From Single Cells to Exploding Stars: Machine Learning on All Scales
Speaker: Thomas J. Fuchs, California Institute of Technology and Jet Propulsion Laboratory
Series: CEE Departmental Seminars
Location: Engineering Quad E219
Date/Time: Wednesday, October 2, 2013, 12:00 p.m. - 1:30 p.m.
We are in the midst of a data-driven revolution. The current explosion of data in nearly all sciences rivals such historic events like the invention of the printing press or Galileo's first telescope. Unlike ever before in the history of science these vast amounts of data exceed the capabilities of even the best domain experts. Thus gaining new insight into nature is fundamentally a collaborative effort and it is machine learning which gives us the capabilities to gain knowledge from big data and it hands us the tools to tackle a multitude of novel and exciting research questions.
In this talk I will focus on projects in cancer research and astronomy and I will argue for a joint discriminative bottom-up and generative top-down approach for parameter estimation and classification. First, fast and simple features based on low-level visual cues are used to train discriminative ensemble classifiers. Then, the output of these models is utilized to restrict the hypothesis space and facilitate parameter estimation for complex generative models. Adopting a Bayesian point of view allows us to perform parameter inference and uncertainty quantification based on the estimated posterior distributions. In this context a challenge arises from the fact that a large number of interesting statistical models have no tractable likelihood. To this end, I will describe an adaptive population Monte Carlo framework based on Approximate Bayesian Computation (ABC) which makes likelihood-free inference feasible. The utility and performance of the proposed approach is demonstrated for applications on microscopic scale in computational pathology and up to macroscopic scale in space exploration.

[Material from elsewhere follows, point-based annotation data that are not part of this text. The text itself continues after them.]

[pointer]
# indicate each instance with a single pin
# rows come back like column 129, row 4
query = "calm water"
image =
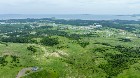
column 74, row 16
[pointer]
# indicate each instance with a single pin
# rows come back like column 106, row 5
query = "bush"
column 49, row 41
column 32, row 48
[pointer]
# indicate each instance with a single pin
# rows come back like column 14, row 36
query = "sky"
column 99, row 7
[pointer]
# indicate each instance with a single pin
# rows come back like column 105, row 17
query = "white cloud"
column 70, row 6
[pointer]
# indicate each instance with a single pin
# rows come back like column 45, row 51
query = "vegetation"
column 56, row 48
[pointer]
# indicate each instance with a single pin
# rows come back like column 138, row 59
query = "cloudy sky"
column 69, row 6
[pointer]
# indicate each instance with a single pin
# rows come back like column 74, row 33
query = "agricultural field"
column 56, row 48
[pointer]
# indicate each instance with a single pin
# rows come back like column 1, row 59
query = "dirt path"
column 23, row 72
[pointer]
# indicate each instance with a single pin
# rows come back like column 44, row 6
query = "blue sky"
column 69, row 6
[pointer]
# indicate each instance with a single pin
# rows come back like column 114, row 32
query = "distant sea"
column 69, row 16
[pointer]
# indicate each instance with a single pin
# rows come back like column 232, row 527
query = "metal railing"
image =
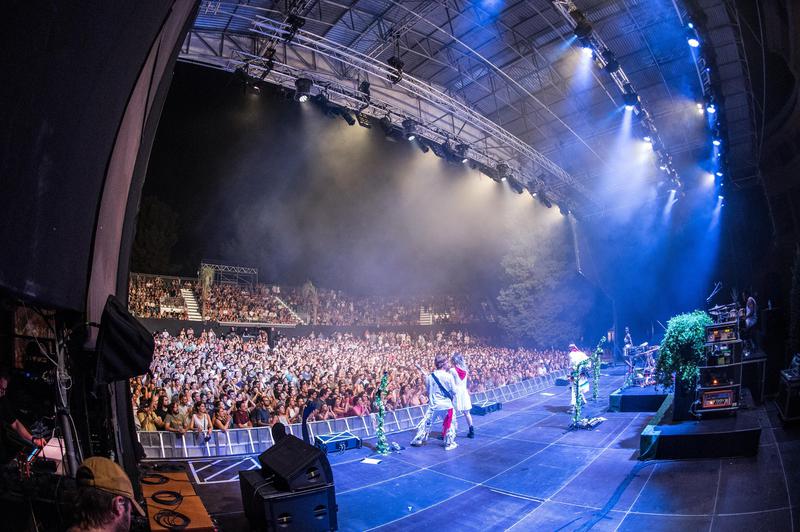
column 165, row 445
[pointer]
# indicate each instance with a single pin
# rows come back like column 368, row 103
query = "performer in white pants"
column 462, row 401
column 576, row 357
column 440, row 405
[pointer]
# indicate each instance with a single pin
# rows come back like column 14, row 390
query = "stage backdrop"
column 71, row 71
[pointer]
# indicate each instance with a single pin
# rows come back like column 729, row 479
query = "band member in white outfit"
column 441, row 388
column 462, row 402
column 576, row 357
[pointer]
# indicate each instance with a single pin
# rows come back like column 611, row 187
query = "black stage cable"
column 154, row 479
column 167, row 497
column 171, row 520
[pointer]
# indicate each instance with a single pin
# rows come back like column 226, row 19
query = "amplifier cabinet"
column 788, row 400
column 270, row 509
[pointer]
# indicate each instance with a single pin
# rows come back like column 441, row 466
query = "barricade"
column 163, row 445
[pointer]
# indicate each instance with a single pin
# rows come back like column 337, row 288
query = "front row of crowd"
column 203, row 382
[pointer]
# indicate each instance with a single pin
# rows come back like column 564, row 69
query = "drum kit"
column 726, row 313
column 641, row 362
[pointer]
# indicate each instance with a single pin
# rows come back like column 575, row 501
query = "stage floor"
column 525, row 471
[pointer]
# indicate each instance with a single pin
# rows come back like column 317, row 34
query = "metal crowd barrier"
column 169, row 445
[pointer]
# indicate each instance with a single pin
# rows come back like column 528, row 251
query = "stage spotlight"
column 386, row 125
column 515, row 185
column 583, row 28
column 295, row 23
column 691, row 38
column 347, row 116
column 396, row 69
column 363, row 120
column 462, row 150
column 363, row 88
column 438, row 149
column 612, row 65
column 302, row 89
column 409, row 129
column 630, row 97
column 502, row 171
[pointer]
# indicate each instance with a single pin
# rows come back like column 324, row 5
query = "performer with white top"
column 462, row 401
column 441, row 388
column 576, row 357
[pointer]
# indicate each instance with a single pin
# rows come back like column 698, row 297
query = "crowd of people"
column 237, row 303
column 209, row 381
column 152, row 296
column 334, row 307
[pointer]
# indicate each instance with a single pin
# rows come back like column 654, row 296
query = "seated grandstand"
column 157, row 296
column 154, row 296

I will conclude the talk with an update on how these recent breakthroughs in large scale machine learning at JPL facilitate land coverage classification in a joint project with the Ecohydrology Lab at Princeton.
Dr. Thomas Fuchs is a research technologist at NASA's Jet Propulsion Laboratory in Pasadena and visiting scientist at the California Institute of Technology where he occasionally teaches and organizes the machine learning seminar. His research focuses on the development of new ensemble methods and Bayesian sampling techniques for large scale machine learning. Thomas is PI and CoI for several big data related research efforts at JPL. Thomas' postdoctoral research at the computational vision lab of Pietro Perona at Caltech and Larry Matthies' computer vision group at JPL was focused on approximate Bayesian computation (ABC) and its application on likelihood-free parameter estimation for computer vision and medical imaging. In 2010 Thomas received his PhD (Dr.Sc.) from ETH Zurich for his work in the machine learning laboratory of Joachim Buhmann. During this time he also completed the Ph.D. program on System Biology and Medicine from ETH's CC-SPMD. Thomas received his MSc degree (Dipl.-Ing.) from TU Graz where he majored in technical mathematics with a minor in computer science. Most of the work for his master thesis on Bayesian networks was conducted at SCR in Princeton.Most of the work for his master thesis on Bayesian networks was conducted at SCR in Princeton.